Different Types of Activation Functions :Sigmoid, tanh, ReLu & Leaky ReLu
Sigmoid
The sigmoid function range is [0,1]
Advantages
It is good to use for the problem of binary classification as it outputs a value between 0 and 1 (0&1 inclusive).
Drawbacks
It is some times not used in hidden layers because as the value of the x becomes large the steepness of the graph decreases, the gradient values become very small, this can slow the learning of our model.
tanh
Tanh function range is [-1,1]
Advantages
This is better than the sigmoid function as it is steeper than the sigmoid for small values which make learning faster as the gradient is large.
Drawbacks
As it ranges between -1 and 1 it cannot be used as the activation function of the last layer for binary classification as we need the binary output.
Moreover, just like the sigmoid function, the gradient is very less for the large values which again makes the learning slow.
ReLu
Advantages
Nowadays, this activation is mostly used as the gradient is significant and also it remains the same for large values.
Drawbacks
For negative values, the gradient drops to 0 which can make learning significantly slow.

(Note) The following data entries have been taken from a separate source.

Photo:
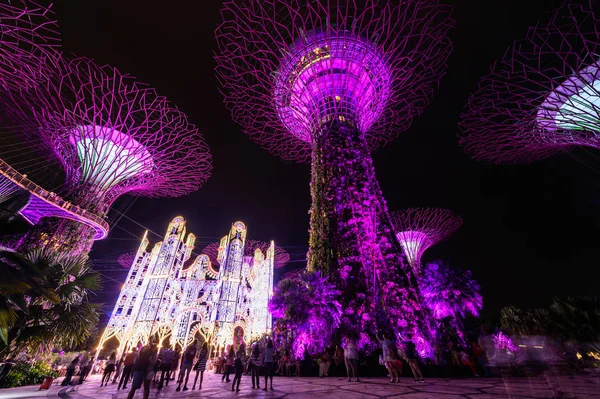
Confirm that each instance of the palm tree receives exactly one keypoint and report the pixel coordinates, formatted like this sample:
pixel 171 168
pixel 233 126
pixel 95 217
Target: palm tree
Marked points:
pixel 576 318
pixel 307 306
pixel 450 296
pixel 56 310
pixel 448 292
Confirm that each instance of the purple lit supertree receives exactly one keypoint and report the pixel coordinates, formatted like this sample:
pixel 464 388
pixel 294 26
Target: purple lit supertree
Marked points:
pixel 543 97
pixel 327 82
pixel 27 30
pixel 281 256
pixel 112 136
pixel 450 295
pixel 418 229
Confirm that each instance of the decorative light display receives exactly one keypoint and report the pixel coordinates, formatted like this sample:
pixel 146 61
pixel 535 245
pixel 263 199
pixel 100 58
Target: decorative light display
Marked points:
pixel 169 295
pixel 420 228
pixel 126 260
pixel 112 136
pixel 280 259
pixel 328 82
pixel 543 97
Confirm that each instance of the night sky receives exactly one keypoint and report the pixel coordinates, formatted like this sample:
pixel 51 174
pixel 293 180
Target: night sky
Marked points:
pixel 530 231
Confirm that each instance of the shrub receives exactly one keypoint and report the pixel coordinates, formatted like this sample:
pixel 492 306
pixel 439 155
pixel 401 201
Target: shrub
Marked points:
pixel 24 373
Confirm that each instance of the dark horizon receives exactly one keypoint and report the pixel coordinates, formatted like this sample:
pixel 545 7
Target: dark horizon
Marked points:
pixel 529 230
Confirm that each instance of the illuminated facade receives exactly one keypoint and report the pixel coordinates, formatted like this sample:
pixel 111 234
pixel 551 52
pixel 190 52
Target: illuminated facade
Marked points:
pixel 175 296
pixel 328 82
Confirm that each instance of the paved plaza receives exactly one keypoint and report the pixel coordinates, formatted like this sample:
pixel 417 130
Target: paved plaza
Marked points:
pixel 314 388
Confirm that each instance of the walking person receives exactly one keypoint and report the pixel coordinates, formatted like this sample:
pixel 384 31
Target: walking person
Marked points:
pixel 70 371
pixel 200 366
pixel 187 362
pixel 238 366
pixel 128 363
pixel 254 363
pixel 387 346
pixel 175 363
pixel 166 363
pixel 118 369
pixel 228 365
pixel 268 361
pixel 351 359
pixel 143 370
pixel 324 364
pixel 411 356
pixel 109 369
pixel 465 360
pixel 85 365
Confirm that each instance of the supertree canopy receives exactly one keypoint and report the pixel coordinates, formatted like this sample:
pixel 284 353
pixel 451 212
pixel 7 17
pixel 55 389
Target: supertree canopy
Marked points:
pixel 543 97
pixel 112 136
pixel 280 258
pixel 420 228
pixel 27 31
pixel 328 81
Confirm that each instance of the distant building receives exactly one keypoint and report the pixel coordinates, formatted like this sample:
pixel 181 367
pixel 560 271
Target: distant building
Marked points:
pixel 175 297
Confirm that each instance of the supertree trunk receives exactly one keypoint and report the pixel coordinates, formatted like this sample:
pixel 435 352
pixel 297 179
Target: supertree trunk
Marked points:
pixel 351 236
pixel 59 235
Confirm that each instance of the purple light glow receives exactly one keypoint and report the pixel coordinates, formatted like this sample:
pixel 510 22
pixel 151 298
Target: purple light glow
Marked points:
pixel 418 229
pixel 414 243
pixel 326 77
pixel 329 82
pixel 140 143
pixel 126 259
pixel 113 136
pixel 449 293
pixel 504 342
pixel 284 63
pixel 543 97
pixel 27 31
pixel 47 204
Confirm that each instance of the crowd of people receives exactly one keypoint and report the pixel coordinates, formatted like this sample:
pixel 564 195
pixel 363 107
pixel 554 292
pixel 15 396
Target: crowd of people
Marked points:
pixel 265 359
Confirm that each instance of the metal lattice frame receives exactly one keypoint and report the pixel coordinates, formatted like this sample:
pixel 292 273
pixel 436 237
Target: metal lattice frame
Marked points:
pixel 27 30
pixel 543 97
pixel 114 135
pixel 277 61
pixel 280 258
pixel 418 229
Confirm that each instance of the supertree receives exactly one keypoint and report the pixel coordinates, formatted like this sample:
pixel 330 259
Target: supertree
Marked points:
pixel 543 97
pixel 327 82
pixel 281 256
pixel 112 136
pixel 418 229
pixel 27 30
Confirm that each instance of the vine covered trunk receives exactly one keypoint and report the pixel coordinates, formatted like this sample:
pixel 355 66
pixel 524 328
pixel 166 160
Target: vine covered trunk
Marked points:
pixel 352 239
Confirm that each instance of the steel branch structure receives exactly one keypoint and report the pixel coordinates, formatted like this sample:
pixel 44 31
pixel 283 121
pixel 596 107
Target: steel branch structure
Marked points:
pixel 328 81
pixel 27 31
pixel 280 257
pixel 543 97
pixel 418 229
pixel 112 136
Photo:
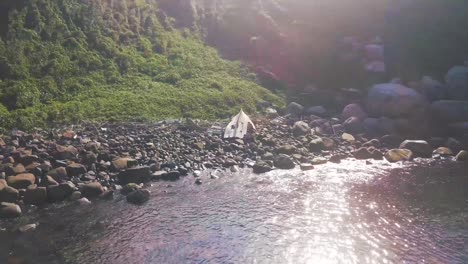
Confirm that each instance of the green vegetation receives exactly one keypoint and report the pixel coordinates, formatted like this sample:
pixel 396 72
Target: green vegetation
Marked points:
pixel 68 60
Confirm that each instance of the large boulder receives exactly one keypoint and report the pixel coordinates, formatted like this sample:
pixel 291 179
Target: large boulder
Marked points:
pixel 395 155
pixel 450 111
pixel 135 175
pixel 420 148
pixel 36 196
pixel 284 162
pixel 21 181
pixel 295 109
pixel 9 210
pixel 457 82
pixel 394 100
pixel 353 110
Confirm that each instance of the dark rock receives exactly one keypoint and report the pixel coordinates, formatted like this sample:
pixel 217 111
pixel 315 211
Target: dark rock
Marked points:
pixel 9 210
pixel 261 167
pixel 91 190
pixel 420 148
pixel 284 162
pixel 21 181
pixel 139 196
pixel 60 192
pixel 134 175
pixel 36 196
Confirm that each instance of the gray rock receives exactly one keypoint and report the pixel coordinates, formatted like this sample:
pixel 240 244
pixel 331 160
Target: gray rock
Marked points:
pixel 139 196
pixel 420 148
pixel 301 128
pixel 457 82
pixel 36 196
pixel 9 210
pixel 135 175
pixel 284 162
pixel 261 167
pixel 295 109
pixel 394 100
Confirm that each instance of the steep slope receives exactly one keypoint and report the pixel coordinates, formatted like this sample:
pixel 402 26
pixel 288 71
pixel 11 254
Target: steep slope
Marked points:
pixel 69 60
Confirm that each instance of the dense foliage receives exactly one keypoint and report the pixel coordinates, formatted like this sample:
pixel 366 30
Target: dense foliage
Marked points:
pixel 68 60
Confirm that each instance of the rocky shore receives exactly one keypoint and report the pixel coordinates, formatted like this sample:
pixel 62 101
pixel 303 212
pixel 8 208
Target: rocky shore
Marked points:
pixel 90 161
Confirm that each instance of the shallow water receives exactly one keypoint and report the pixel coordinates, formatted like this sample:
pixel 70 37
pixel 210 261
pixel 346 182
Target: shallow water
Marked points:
pixel 351 212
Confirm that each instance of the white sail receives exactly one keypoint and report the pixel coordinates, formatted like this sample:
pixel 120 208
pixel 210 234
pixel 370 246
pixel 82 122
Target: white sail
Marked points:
pixel 238 126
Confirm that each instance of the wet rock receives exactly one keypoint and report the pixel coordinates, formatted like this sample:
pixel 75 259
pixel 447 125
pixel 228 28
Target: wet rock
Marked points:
pixel 448 111
pixel 60 192
pixel 261 167
pixel 59 173
pixel 92 190
pixel 394 100
pixel 301 128
pixel 138 197
pixel 462 156
pixel 9 210
pixel 21 181
pixel 457 82
pixel 362 153
pixel 354 125
pixel 284 162
pixel 75 169
pixel 9 194
pixel 123 163
pixel 443 151
pixel 36 196
pixel 306 166
pixel 353 110
pixel 395 155
pixel 135 175
pixel 420 148
pixel 295 109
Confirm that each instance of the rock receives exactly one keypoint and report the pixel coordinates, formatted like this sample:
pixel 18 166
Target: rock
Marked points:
pixel 27 228
pixel 286 149
pixel 450 111
pixel 135 175
pixel 353 110
pixel 92 189
pixel 139 196
pixel 9 210
pixel 316 110
pixel 261 167
pixel 301 128
pixel 362 153
pixel 432 89
pixel 123 163
pixel 295 109
pixel 36 196
pixel 21 181
pixel 75 169
pixel 394 100
pixel 348 137
pixel 9 194
pixel 48 181
pixel 354 125
pixel 316 145
pixel 457 82
pixel 395 155
pixel 171 176
pixel 60 192
pixel 462 156
pixel 59 173
pixel 419 148
pixel 443 151
pixel 306 166
pixel 66 152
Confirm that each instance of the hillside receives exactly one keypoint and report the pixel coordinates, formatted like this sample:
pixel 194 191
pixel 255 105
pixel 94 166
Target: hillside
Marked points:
pixel 69 60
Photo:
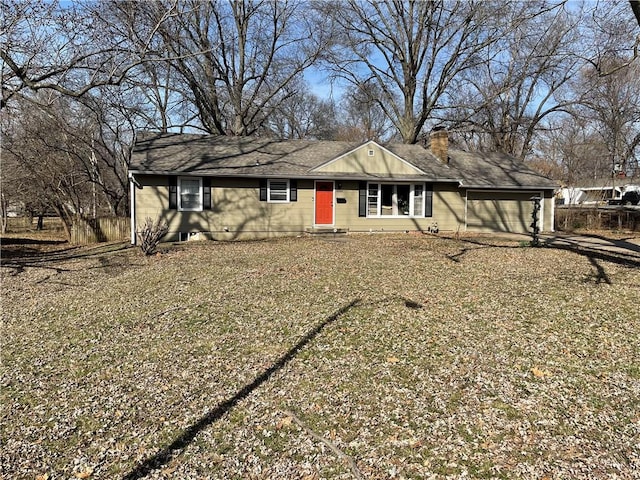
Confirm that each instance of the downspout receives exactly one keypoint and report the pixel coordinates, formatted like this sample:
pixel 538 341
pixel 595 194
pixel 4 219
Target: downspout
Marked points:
pixel 132 209
pixel 552 227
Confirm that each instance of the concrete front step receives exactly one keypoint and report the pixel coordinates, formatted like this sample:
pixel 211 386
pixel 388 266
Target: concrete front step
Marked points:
pixel 326 231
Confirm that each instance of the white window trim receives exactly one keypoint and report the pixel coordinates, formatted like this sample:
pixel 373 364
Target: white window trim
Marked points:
pixel 200 194
pixel 411 200
pixel 287 189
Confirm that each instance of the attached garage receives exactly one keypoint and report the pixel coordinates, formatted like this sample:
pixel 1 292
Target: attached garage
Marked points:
pixel 500 211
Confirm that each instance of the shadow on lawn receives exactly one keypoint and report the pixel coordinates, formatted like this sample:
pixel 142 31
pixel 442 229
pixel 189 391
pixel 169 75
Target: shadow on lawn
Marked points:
pixel 165 455
pixel 593 254
pixel 19 259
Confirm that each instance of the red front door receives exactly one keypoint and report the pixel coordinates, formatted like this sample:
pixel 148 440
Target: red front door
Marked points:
pixel 324 203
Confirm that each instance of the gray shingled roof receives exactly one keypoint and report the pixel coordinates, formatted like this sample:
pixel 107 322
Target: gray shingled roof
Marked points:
pixel 263 157
pixel 495 170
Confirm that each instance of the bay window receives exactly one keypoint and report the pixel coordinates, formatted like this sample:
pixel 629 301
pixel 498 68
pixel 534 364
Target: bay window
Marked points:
pixel 396 200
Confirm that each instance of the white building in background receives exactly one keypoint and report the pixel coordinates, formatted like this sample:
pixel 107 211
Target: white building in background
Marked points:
pixel 597 192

So, this should be used when most of the input values for a given layer are positive.
Leaky Relu
Advantages
This is a modified version of the ReLu function.
In this function for negative values, there is some slight slope that ensures that the gradient does not drop to zero, and the learning of the model is not being much affected.
Drawbacks
This is not as such a major drawback but sometimes the slope of function in the negative region needs to be fine-tuned.